Delimitada no tempo e no espaço, ação coletiva de caráter expressivo, a Marcha

Nacional por Reforma Agrária, Emprego e Justiça demarcou uma esfera excepcional no

curso da vida social, podendo assim ser considerada um ritual de longa duração. Com o

aporte da teoria dos rituais, o relato etnográfico da marcha, atento ao decurso da ação

social e ao contexto que lhe conferiu relevância e significação, permitiu tomá-la um

locus privilegiado de investigação do MST como ator político e do contexto

sociocultural que o balizou. Na trilha de Marcel Maus (2003), procurei desvendar a

interação e os nexos significativos entre agente, ato e sociedade (Chaves, 2000).

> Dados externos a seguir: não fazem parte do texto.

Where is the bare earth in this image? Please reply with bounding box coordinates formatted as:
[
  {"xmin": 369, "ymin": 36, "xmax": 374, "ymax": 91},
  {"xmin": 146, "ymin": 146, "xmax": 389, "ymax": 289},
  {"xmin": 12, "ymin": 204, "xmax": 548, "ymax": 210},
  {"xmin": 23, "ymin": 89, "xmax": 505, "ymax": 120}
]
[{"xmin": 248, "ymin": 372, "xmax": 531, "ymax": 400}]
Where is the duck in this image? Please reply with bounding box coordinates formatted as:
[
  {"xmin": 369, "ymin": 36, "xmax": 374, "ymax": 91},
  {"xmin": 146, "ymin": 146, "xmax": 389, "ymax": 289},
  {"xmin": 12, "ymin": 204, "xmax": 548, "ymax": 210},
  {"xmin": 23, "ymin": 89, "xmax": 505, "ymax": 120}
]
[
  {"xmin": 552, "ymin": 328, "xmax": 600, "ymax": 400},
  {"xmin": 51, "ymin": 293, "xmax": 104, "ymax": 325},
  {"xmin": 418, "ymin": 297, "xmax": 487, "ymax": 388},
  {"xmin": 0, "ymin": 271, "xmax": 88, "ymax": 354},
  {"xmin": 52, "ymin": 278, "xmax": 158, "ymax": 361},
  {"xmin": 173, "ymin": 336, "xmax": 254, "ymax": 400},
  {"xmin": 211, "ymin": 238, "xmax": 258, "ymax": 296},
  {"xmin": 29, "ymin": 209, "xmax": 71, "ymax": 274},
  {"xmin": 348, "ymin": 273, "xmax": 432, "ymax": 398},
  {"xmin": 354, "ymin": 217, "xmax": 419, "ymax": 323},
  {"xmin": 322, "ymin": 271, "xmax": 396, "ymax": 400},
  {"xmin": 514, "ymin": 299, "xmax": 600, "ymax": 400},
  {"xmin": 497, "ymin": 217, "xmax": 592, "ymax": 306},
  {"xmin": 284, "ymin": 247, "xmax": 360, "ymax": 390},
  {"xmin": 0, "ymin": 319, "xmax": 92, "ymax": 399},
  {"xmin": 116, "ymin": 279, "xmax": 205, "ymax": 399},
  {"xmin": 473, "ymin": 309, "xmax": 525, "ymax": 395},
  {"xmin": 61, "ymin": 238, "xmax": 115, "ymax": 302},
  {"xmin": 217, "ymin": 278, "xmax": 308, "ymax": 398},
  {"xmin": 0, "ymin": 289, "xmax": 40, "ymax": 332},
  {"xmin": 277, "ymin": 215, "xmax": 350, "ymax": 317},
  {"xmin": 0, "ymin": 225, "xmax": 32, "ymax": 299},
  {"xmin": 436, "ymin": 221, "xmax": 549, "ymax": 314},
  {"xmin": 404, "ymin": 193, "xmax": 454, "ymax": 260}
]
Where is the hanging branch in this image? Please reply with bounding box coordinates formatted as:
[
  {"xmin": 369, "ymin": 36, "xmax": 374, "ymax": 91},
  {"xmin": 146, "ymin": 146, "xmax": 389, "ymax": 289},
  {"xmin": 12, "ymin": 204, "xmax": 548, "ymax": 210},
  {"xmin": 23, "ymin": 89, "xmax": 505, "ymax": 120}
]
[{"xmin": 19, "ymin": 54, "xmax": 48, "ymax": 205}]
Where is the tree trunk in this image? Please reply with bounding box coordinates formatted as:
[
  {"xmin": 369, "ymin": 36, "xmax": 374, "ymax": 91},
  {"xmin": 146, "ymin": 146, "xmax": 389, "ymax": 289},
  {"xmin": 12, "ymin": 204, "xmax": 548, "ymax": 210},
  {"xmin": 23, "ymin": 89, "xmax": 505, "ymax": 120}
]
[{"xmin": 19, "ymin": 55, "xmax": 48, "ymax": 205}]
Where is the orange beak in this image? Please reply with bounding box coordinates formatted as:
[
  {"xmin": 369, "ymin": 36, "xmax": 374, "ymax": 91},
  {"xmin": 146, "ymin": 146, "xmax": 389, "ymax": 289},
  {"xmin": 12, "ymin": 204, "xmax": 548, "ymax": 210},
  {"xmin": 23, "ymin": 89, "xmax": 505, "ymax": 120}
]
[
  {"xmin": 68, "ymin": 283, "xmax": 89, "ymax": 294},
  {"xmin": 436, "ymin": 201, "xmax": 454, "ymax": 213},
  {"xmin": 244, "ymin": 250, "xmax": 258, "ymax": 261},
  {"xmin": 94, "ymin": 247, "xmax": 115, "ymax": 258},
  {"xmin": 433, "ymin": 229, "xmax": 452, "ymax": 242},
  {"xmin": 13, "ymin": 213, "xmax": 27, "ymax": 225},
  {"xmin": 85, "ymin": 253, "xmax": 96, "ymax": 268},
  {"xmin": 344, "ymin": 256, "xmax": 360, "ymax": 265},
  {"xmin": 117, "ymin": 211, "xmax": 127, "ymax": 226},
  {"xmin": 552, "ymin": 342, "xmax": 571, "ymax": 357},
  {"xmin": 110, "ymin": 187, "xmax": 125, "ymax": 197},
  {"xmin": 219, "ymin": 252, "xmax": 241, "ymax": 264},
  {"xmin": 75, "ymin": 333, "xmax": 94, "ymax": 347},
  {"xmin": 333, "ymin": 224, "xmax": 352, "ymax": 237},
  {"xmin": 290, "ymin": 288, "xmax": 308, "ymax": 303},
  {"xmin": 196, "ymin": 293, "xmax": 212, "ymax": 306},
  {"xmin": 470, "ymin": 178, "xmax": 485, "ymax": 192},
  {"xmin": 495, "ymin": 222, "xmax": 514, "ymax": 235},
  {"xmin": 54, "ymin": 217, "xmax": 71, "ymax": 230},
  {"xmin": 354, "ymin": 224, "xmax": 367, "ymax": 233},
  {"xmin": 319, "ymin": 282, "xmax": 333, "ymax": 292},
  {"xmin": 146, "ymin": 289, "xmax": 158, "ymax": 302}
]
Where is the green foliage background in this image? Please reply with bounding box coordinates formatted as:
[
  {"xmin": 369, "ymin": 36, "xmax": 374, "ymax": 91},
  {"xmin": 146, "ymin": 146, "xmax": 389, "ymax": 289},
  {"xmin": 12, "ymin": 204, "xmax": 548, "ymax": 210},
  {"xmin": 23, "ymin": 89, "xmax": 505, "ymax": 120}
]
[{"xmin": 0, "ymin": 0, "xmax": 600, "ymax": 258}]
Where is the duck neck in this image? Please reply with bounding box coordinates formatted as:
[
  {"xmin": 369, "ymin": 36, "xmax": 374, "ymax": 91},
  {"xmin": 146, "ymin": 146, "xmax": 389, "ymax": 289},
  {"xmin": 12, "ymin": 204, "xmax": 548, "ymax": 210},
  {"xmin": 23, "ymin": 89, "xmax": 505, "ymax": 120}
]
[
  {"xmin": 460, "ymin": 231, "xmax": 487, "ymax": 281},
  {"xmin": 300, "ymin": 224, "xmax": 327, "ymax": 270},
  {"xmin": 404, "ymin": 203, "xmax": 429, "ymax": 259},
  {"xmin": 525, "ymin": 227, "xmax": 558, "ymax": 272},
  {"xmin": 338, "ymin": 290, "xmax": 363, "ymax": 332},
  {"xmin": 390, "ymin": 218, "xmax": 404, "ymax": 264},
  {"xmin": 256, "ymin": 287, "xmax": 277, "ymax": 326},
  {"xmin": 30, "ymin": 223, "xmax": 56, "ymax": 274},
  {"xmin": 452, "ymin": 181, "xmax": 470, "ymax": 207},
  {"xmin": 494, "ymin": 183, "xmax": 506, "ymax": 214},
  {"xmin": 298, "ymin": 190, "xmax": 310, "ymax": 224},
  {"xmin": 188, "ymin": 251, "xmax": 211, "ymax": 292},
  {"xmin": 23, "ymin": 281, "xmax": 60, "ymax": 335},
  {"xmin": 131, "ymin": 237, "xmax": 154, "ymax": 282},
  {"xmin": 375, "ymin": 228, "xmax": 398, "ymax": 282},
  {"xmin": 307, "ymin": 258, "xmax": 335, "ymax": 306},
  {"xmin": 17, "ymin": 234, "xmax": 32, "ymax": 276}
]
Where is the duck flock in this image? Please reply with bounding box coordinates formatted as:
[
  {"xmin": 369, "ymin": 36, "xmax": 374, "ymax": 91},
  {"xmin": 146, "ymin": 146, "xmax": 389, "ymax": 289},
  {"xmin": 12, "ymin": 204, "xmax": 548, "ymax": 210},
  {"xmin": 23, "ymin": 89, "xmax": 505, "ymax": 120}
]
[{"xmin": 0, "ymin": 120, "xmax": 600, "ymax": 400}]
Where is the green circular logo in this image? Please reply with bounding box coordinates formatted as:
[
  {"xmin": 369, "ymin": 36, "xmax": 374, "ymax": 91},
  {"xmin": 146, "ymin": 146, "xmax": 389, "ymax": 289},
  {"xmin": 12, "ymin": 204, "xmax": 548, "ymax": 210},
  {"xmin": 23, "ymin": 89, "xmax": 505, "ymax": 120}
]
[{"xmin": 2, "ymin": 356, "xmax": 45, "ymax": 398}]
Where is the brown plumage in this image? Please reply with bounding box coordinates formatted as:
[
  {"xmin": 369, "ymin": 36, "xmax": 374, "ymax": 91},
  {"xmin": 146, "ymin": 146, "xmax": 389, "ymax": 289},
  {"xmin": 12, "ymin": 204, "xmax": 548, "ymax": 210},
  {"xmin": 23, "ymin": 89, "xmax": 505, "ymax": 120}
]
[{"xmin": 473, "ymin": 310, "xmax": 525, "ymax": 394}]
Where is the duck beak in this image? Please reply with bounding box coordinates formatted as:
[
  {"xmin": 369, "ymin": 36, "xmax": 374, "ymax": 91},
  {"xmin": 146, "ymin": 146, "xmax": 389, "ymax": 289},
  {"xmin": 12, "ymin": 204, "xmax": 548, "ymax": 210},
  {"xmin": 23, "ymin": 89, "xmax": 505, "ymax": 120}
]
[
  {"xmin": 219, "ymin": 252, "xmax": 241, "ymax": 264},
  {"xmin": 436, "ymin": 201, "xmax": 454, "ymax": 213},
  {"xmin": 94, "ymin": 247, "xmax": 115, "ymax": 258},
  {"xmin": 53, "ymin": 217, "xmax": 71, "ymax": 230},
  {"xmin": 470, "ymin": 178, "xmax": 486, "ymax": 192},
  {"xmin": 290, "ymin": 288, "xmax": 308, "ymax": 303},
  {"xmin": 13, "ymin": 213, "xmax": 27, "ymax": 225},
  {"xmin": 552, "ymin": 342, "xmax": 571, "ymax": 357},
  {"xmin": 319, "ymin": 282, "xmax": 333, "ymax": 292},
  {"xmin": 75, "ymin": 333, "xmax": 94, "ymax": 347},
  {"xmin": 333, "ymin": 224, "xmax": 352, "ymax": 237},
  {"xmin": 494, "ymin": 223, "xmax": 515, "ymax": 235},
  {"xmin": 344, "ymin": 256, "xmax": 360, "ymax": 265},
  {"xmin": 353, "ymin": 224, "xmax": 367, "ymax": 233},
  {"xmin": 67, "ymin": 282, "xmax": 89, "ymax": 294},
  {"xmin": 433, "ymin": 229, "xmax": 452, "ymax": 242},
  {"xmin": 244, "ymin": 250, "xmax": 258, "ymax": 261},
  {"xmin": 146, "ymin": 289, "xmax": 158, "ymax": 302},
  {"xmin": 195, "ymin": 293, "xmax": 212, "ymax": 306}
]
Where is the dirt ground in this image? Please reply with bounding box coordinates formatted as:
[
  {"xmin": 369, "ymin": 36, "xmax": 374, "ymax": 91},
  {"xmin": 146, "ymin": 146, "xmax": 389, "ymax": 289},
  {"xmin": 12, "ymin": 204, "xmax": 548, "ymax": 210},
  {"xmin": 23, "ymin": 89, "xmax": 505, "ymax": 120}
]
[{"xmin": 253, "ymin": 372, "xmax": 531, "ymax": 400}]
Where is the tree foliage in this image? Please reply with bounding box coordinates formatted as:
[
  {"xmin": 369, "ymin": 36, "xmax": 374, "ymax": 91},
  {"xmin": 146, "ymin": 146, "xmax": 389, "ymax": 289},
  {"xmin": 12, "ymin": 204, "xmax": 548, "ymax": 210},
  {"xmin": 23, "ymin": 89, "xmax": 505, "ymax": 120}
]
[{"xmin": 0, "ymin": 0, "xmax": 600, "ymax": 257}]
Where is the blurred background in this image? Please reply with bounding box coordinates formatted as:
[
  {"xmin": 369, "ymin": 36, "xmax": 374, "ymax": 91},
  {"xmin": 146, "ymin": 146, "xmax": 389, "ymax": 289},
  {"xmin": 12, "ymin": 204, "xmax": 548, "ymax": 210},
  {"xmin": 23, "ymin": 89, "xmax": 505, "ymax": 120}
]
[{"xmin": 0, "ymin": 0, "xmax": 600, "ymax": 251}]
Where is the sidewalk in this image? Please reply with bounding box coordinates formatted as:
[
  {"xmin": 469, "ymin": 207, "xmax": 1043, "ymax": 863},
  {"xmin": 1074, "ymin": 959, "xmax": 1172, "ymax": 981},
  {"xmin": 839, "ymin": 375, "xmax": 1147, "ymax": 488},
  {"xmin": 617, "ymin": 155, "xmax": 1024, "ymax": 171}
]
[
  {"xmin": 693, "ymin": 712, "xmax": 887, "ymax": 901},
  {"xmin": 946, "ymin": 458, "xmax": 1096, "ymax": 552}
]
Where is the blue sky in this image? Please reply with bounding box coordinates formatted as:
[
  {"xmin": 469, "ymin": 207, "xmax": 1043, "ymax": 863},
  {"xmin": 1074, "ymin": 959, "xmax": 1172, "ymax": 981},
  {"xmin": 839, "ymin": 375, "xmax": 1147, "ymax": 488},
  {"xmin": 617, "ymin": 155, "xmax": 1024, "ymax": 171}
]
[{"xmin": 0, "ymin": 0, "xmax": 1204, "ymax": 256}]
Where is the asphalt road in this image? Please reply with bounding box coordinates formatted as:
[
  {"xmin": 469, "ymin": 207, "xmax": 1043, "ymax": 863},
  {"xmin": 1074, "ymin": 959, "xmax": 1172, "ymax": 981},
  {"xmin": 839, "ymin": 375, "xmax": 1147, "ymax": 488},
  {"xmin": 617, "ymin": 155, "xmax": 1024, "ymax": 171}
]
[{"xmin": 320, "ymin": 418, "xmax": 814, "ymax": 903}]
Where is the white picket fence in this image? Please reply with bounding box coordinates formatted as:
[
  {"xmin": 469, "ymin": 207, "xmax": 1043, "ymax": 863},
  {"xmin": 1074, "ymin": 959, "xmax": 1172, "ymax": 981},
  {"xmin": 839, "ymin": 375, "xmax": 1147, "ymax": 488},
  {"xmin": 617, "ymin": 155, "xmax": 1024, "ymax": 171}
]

Formas padronizadas de ação culturalmente definidas,contando com

participação coletiva, os rituais concorrem para uma intensificação da vida social, tal

como ocorreu em 1997, quando a Marcha dos Sem-Terra foi ganhando ressonância à

medida que avançava em direção à capital do país. A relevância e a significação foram

conquistadas à medida que a marcha acionava ideias e valores consagrados — como os

ideais cristãos do direito à vida e à justiça — por meio de um repertório de símbolos. A

imagem de homens, mulheres, velhos e crianças seguindo em fileira, a pé, pelas estradas

do país trazia ressonâncias de procissões, peregrinações, marcha militar e passeata

política.36

A mistura de formas tradicionais evocadas pela marcha, tanto quanto o conteúdo

da mensagem vocalizada por seus líderes, conferiu-lhe um êxito simbólico inesperado

pelas autoridades públicas federais.37

Como ensina Tambiah e o estudo da Marcha dos

Sem-Terra confirma, nos rituais, forma e conteúdo se conjugam. Aliando ação e

representação, eles ativam ideias e crenças culturais essenciais por meio de atos

padronizados. Fazem mais: atualizam cosmologias, referindo-as ao contexto em que

ocorrem. Por força das convenções culturais, são capazes de desencadear efeitos

pragmáticos por meiodo poder simbólico de que são portadores. Ao longo do caminho,

os sem-terra evocaram ideais fundamentais da democracia, como a igualdade de

direitos, a garantia de justiça a todos os cidadãos, incluindo ainda demandas concretas,

como emprego e terra. Ao fazê-lo, acionaram promessas não cumpridas do ordenamento

jurídico-legal, fundamento de um contrato social que, embora ideal, é fonte de

legitimidade do poder político e das instituições que o constituem. No dia marcado para

a chegada a Brasília, milhares de manifestantes vindos de todo o país juntaram-se aos

sem-terra no ato de encerramento da marcha, expressando uma legitimação do MST e

de sua causa que obrigou um recuo momentâneo das autoridades públicas. Com esse

feito, os sem-terra foram recebidos em audiência pelos presidentes de cada um dos três

poderes da República, a quem apresentaram livremente suas reivindicações.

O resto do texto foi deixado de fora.